Electricity Supply

The debate

After the formal presentations, the speakers came together in a panel to discuss relevant topics with members of audience, including: demand flexibility; intermittency; hydrogen and tidal power.

Although electricity demand is projected to triple over the coming years, demand flexibility will be very important for minimising supply requirements on the grid: the flatter the load curve, the better. Decades ago, Economy 7 helped to do that with domestic demand. This led to storage heaters as standard items in houses. There are lots of technologies that can help move demand and so remove some of the peaks in demand. Today, heat batteries, which use phase change materials, along with heat pumps, can perform a similar role in shifting the heat load.

Another issue, given current grid constraints, is the matter of siting demand and supply closer. Is localised generation going to be better overall than large plants that cost less to generate per megawatt but which are not accessible? Another option would be to move industry closer to generation centres.
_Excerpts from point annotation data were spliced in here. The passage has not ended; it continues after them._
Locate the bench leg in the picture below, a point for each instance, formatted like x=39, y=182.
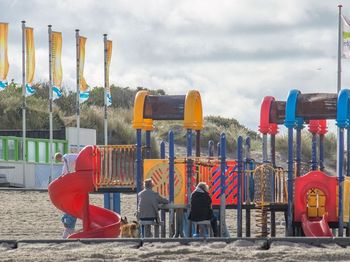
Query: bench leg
x=156, y=231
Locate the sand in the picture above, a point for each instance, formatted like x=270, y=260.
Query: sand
x=30, y=215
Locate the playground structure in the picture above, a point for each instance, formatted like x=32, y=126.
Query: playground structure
x=315, y=205
x=319, y=200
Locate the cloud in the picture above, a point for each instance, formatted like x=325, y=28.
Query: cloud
x=233, y=52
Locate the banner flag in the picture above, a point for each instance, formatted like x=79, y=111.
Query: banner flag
x=30, y=60
x=345, y=37
x=56, y=40
x=84, y=88
x=4, y=64
x=109, y=57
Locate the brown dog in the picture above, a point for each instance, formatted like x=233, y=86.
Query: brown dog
x=129, y=230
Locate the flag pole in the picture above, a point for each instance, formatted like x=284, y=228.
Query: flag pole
x=339, y=50
x=105, y=89
x=340, y=132
x=78, y=87
x=24, y=102
x=50, y=101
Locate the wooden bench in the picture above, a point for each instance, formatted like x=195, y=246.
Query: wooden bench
x=203, y=226
x=156, y=225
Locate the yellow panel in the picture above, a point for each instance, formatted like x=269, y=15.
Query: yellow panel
x=312, y=201
x=139, y=122
x=316, y=202
x=312, y=212
x=158, y=170
x=321, y=211
x=346, y=199
x=193, y=117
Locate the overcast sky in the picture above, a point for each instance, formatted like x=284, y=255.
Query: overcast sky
x=233, y=52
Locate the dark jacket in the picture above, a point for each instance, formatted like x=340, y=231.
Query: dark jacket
x=148, y=204
x=200, y=206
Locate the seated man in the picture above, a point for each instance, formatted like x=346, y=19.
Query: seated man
x=201, y=206
x=147, y=209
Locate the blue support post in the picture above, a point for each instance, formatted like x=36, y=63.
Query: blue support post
x=210, y=148
x=111, y=201
x=314, y=152
x=340, y=164
x=148, y=144
x=290, y=182
x=347, y=232
x=189, y=179
x=246, y=174
x=290, y=121
x=162, y=150
x=162, y=212
x=322, y=152
x=171, y=166
x=171, y=183
x=264, y=148
x=239, y=185
x=189, y=164
x=222, y=184
x=348, y=151
x=342, y=122
x=298, y=151
x=139, y=171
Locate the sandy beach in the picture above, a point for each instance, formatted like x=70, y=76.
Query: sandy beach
x=30, y=215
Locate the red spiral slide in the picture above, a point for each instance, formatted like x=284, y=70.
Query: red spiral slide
x=70, y=194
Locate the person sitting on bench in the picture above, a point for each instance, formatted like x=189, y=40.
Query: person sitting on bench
x=149, y=201
x=201, y=209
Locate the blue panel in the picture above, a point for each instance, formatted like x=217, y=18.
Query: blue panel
x=171, y=166
x=343, y=108
x=291, y=107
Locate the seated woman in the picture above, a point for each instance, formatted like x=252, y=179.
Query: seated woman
x=201, y=206
x=149, y=201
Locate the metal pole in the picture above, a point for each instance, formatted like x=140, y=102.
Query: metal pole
x=347, y=232
x=239, y=185
x=105, y=89
x=78, y=87
x=298, y=151
x=210, y=148
x=264, y=148
x=222, y=183
x=322, y=152
x=148, y=144
x=162, y=150
x=24, y=105
x=189, y=177
x=339, y=49
x=139, y=177
x=198, y=143
x=340, y=179
x=273, y=149
x=290, y=181
x=171, y=183
x=314, y=152
x=50, y=102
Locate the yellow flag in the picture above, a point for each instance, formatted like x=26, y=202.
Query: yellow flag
x=56, y=40
x=4, y=63
x=84, y=88
x=109, y=57
x=30, y=60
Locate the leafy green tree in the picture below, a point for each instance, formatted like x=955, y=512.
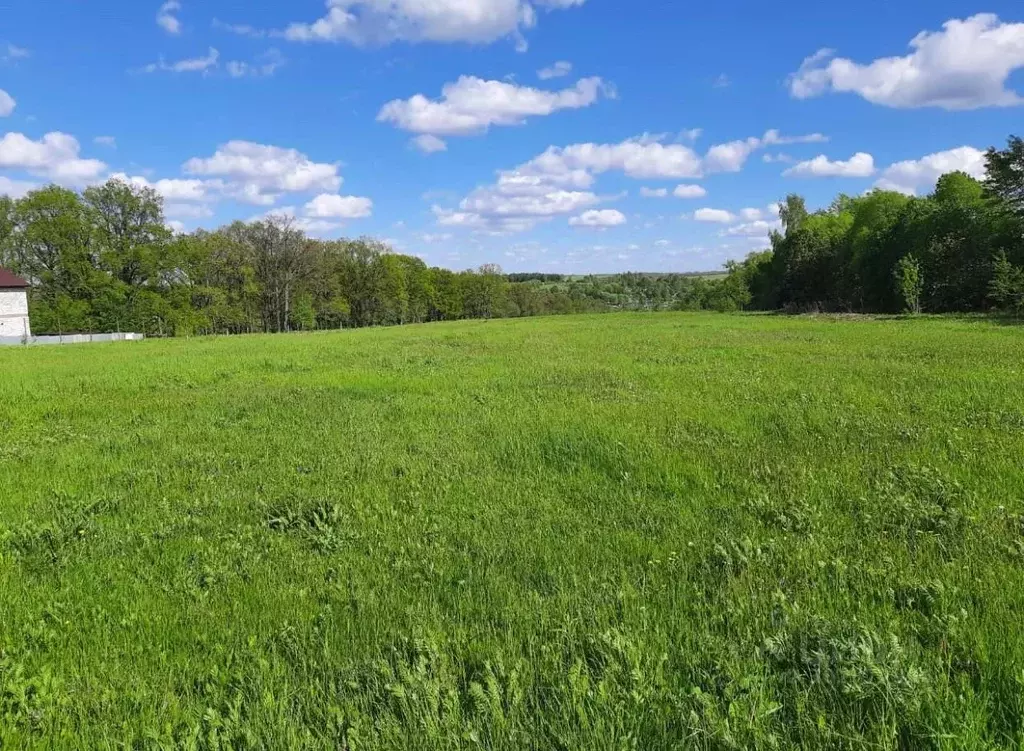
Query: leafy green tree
x=909, y=283
x=1005, y=173
x=1007, y=287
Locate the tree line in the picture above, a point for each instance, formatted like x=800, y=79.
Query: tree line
x=104, y=260
x=958, y=249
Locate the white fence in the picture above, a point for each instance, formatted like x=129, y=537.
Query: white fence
x=71, y=339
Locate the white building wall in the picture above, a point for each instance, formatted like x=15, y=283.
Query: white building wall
x=14, y=314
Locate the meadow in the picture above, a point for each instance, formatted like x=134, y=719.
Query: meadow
x=609, y=532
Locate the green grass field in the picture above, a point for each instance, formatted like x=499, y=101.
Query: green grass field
x=611, y=532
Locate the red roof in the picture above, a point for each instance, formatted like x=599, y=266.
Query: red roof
x=8, y=280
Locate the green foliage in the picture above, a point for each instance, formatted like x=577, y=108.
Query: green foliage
x=1005, y=171
x=845, y=257
x=1007, y=288
x=606, y=532
x=909, y=284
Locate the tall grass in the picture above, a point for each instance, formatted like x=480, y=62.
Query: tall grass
x=617, y=532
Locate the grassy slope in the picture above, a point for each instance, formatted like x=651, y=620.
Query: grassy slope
x=602, y=532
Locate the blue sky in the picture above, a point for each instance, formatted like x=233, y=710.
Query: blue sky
x=554, y=135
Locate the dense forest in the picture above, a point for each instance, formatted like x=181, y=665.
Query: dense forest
x=958, y=249
x=104, y=260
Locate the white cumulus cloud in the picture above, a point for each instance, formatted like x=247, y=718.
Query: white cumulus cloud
x=598, y=218
x=859, y=165
x=166, y=17
x=472, y=105
x=689, y=192
x=7, y=103
x=176, y=191
x=383, y=22
x=339, y=207
x=190, y=65
x=918, y=175
x=429, y=143
x=562, y=68
x=718, y=216
x=54, y=157
x=259, y=174
x=15, y=189
x=966, y=66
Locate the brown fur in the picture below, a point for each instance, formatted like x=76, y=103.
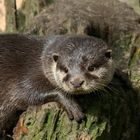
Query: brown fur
x=26, y=75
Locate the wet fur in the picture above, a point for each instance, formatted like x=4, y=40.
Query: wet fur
x=27, y=73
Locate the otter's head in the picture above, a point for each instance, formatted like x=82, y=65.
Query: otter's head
x=79, y=64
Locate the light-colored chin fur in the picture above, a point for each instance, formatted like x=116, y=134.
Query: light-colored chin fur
x=88, y=87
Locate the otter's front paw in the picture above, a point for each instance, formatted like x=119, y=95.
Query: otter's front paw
x=74, y=111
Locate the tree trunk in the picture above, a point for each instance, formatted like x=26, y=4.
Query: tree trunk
x=111, y=114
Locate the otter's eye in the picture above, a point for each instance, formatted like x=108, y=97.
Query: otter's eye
x=92, y=68
x=64, y=69
x=108, y=54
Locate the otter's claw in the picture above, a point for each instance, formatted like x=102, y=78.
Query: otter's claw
x=74, y=111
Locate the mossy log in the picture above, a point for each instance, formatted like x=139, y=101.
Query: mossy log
x=111, y=114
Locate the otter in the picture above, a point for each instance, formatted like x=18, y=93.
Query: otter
x=36, y=70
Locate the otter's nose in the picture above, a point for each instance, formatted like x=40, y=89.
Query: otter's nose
x=77, y=83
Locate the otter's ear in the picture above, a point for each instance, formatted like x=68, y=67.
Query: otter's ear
x=55, y=57
x=108, y=53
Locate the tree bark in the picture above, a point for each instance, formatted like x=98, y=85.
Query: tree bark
x=112, y=114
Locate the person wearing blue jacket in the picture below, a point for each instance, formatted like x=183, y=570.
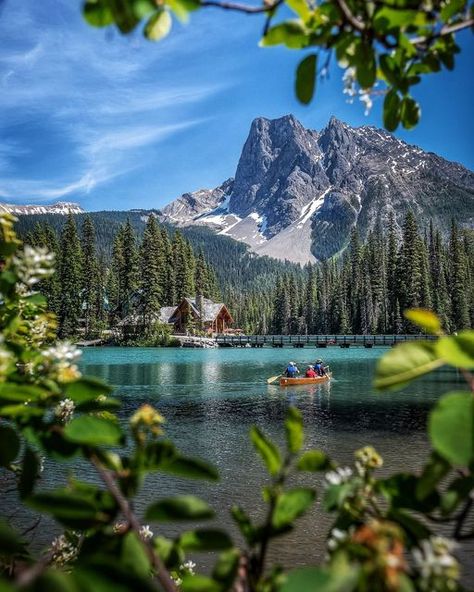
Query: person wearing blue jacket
x=319, y=368
x=292, y=370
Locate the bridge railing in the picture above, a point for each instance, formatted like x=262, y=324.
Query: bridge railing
x=316, y=340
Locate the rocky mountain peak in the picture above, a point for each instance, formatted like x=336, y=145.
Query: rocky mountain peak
x=298, y=193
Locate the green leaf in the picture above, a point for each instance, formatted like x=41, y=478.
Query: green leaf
x=192, y=468
x=143, y=8
x=9, y=445
x=300, y=7
x=93, y=431
x=267, y=450
x=425, y=319
x=53, y=580
x=313, y=460
x=451, y=428
x=71, y=509
x=97, y=13
x=436, y=468
x=458, y=350
x=291, y=33
x=30, y=471
x=324, y=579
x=294, y=429
x=182, y=8
x=391, y=110
x=182, y=507
x=388, y=19
x=198, y=583
x=405, y=362
x=159, y=25
x=205, y=540
x=409, y=112
x=451, y=8
x=11, y=543
x=292, y=504
x=305, y=81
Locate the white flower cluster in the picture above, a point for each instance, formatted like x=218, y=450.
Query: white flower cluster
x=64, y=410
x=146, y=533
x=436, y=564
x=5, y=360
x=33, y=264
x=62, y=550
x=339, y=476
x=351, y=90
x=61, y=358
x=188, y=566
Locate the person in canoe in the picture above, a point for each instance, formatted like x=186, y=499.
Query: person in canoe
x=292, y=370
x=319, y=368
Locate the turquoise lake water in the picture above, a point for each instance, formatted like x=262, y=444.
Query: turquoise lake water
x=210, y=399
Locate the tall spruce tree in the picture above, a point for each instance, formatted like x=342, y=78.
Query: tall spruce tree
x=458, y=276
x=151, y=276
x=92, y=288
x=70, y=279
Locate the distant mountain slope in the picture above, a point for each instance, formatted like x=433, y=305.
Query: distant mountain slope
x=297, y=192
x=61, y=207
x=235, y=264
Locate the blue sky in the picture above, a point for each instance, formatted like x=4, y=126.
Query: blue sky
x=117, y=122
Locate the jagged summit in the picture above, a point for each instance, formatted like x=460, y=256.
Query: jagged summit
x=297, y=192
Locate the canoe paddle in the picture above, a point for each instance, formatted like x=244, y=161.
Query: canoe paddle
x=273, y=379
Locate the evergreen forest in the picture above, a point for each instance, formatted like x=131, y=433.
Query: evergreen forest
x=138, y=266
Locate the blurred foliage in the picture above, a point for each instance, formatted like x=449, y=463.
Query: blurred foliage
x=385, y=46
x=385, y=531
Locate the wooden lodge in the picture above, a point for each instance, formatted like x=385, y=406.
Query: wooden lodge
x=197, y=313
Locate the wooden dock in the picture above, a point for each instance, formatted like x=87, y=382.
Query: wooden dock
x=315, y=341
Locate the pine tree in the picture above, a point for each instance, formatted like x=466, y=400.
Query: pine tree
x=91, y=289
x=151, y=264
x=410, y=269
x=70, y=279
x=458, y=275
x=392, y=282
x=129, y=272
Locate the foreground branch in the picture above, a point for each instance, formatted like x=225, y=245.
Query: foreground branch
x=242, y=7
x=161, y=571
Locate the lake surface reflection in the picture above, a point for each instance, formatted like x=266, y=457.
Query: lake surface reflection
x=210, y=398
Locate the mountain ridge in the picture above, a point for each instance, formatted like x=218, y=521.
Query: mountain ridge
x=297, y=193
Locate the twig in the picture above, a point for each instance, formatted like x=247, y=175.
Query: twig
x=161, y=571
x=350, y=18
x=460, y=519
x=241, y=7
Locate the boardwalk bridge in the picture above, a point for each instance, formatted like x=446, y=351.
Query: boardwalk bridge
x=323, y=341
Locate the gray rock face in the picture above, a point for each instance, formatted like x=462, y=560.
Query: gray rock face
x=297, y=192
x=60, y=207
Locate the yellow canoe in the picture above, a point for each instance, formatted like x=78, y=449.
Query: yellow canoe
x=284, y=381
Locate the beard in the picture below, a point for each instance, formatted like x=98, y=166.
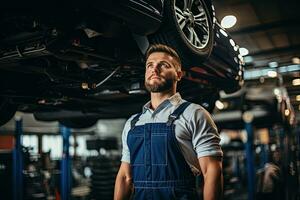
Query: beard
x=165, y=85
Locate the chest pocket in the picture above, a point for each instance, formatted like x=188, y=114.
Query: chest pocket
x=136, y=144
x=159, y=148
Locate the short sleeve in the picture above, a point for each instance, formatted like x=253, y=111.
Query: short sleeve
x=125, y=149
x=205, y=136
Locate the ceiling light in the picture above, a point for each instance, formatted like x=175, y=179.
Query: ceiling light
x=232, y=42
x=273, y=64
x=276, y=91
x=296, y=60
x=296, y=82
x=223, y=32
x=272, y=74
x=219, y=105
x=228, y=21
x=248, y=59
x=244, y=51
x=286, y=112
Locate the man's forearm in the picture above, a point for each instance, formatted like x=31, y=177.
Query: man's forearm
x=213, y=185
x=123, y=188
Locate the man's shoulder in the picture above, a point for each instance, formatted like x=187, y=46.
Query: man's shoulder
x=194, y=107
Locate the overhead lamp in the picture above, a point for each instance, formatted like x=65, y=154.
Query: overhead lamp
x=219, y=105
x=296, y=82
x=248, y=59
x=232, y=42
x=276, y=91
x=286, y=112
x=273, y=64
x=228, y=21
x=223, y=32
x=272, y=74
x=296, y=60
x=244, y=51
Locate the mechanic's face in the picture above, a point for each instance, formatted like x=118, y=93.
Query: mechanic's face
x=162, y=72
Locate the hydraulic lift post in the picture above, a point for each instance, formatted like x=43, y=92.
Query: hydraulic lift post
x=248, y=118
x=65, y=164
x=18, y=161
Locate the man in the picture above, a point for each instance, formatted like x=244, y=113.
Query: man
x=170, y=142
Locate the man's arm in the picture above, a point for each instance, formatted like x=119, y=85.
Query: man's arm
x=211, y=168
x=123, y=185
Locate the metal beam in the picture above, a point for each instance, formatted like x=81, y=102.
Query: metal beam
x=285, y=24
x=294, y=48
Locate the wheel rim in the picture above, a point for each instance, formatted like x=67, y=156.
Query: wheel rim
x=193, y=22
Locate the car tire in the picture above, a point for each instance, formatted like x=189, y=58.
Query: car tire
x=191, y=51
x=78, y=122
x=7, y=110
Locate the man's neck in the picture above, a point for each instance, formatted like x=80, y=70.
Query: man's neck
x=158, y=98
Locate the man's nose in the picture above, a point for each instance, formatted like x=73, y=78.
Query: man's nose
x=156, y=68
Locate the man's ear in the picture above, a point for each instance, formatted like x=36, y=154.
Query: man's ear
x=179, y=75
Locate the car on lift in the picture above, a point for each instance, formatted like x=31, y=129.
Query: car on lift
x=77, y=62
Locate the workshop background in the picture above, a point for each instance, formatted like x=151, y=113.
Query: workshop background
x=258, y=124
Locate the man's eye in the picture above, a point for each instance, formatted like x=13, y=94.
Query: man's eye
x=165, y=65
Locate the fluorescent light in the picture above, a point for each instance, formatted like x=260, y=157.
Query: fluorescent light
x=232, y=42
x=296, y=82
x=273, y=64
x=296, y=60
x=276, y=91
x=272, y=74
x=223, y=32
x=243, y=51
x=228, y=21
x=219, y=105
x=248, y=59
x=286, y=112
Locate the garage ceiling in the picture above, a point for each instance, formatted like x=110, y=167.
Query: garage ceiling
x=270, y=30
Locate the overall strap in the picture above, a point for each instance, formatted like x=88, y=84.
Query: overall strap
x=134, y=120
x=177, y=113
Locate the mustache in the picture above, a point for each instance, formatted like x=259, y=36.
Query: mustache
x=155, y=75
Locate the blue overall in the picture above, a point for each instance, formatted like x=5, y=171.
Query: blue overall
x=159, y=169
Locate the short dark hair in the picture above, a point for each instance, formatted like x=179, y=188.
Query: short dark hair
x=165, y=49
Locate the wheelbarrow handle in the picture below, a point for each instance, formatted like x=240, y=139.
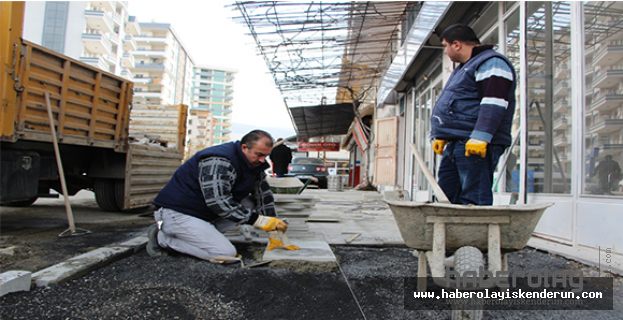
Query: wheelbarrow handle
x=441, y=196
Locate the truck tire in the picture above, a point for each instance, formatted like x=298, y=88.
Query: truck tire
x=323, y=182
x=23, y=203
x=467, y=259
x=106, y=194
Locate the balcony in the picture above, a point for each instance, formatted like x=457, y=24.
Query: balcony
x=106, y=5
x=127, y=60
x=97, y=62
x=561, y=140
x=607, y=126
x=149, y=53
x=608, y=78
x=162, y=40
x=147, y=94
x=562, y=106
x=129, y=44
x=606, y=102
x=97, y=43
x=142, y=80
x=560, y=123
x=126, y=73
x=132, y=27
x=149, y=66
x=613, y=146
x=608, y=55
x=99, y=20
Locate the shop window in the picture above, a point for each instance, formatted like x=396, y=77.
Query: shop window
x=603, y=108
x=548, y=97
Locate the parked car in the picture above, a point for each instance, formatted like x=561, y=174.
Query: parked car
x=309, y=168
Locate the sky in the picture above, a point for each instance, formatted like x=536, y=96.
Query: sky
x=212, y=38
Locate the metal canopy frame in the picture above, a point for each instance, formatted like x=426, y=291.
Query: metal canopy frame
x=326, y=52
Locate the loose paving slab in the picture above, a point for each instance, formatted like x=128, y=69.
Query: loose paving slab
x=14, y=281
x=311, y=251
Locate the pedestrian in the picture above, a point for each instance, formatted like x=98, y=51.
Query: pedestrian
x=472, y=117
x=217, y=189
x=281, y=156
x=608, y=172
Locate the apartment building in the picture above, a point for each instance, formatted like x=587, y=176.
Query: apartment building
x=212, y=91
x=99, y=33
x=162, y=69
x=199, y=131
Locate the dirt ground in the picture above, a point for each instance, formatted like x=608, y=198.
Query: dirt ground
x=181, y=287
x=29, y=236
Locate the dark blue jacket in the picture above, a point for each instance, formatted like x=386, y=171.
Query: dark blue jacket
x=183, y=192
x=456, y=111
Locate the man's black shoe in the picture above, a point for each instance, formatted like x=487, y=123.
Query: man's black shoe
x=153, y=248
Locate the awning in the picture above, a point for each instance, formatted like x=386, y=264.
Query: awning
x=322, y=120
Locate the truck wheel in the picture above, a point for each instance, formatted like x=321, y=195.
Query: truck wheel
x=467, y=259
x=23, y=203
x=106, y=194
x=322, y=182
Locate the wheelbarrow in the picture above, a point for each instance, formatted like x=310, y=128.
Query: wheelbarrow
x=435, y=229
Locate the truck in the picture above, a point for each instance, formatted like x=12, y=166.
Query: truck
x=91, y=112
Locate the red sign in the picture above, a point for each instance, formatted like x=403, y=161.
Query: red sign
x=318, y=146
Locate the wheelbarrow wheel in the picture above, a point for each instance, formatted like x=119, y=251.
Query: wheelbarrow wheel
x=468, y=259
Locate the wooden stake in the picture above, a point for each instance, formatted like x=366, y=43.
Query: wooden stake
x=61, y=173
x=441, y=196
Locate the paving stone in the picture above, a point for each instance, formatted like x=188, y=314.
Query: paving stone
x=77, y=265
x=135, y=242
x=14, y=281
x=312, y=250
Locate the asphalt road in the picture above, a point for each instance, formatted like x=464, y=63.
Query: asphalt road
x=181, y=287
x=29, y=236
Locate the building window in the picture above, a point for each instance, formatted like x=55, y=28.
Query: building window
x=603, y=108
x=55, y=25
x=549, y=95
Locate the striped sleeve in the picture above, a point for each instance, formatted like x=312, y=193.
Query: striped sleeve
x=494, y=79
x=216, y=178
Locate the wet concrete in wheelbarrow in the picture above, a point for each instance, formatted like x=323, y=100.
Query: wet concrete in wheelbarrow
x=181, y=287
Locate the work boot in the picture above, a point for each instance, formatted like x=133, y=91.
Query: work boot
x=153, y=248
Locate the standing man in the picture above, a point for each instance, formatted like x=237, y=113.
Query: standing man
x=473, y=116
x=281, y=156
x=608, y=172
x=218, y=188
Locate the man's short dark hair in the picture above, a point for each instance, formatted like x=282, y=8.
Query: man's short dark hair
x=252, y=137
x=460, y=32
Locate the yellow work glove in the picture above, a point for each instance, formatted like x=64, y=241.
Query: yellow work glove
x=270, y=224
x=278, y=240
x=477, y=147
x=438, y=146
One of the biggest problems that has still not been solved and needs to be tackled in order to optimise the future grid is that, looking at the amount of renewables that will be installed on the system, a great deal of extra capacity is needed to compensate for intermittency. In summer, weather conditions usually result in an excess of wind and solar generation. The challenge is how to store that so that it can be used in winter. Is seasonal storage at scale even possible? Storage will be critical to the energy future because it is replacing the inherent storage of fossil fuels.

Hydrogen storage is likely to be extremely economic in some applications, particularly industrial complexes, trains and heavy goods vehicles. Green hydrogen could also be used in many industrial processes like steel production, which are currently dependent on fossil fuels. So it may be more important for industrial applications than for home heating.

For reliable, predictable, persistent, renewable energy, tidal power is a strong candidate. It is predictable rather than intermittent. With generating stations distributed around the country, there could be a constant feed into the grid.

However, while there was a definite, clear strategy for promoting offshore wind, with a Contract for Difference model, there has been no similar attempt to take tidal through the period when its costs are relatively high, to a point when it becomes usable and cost-effective.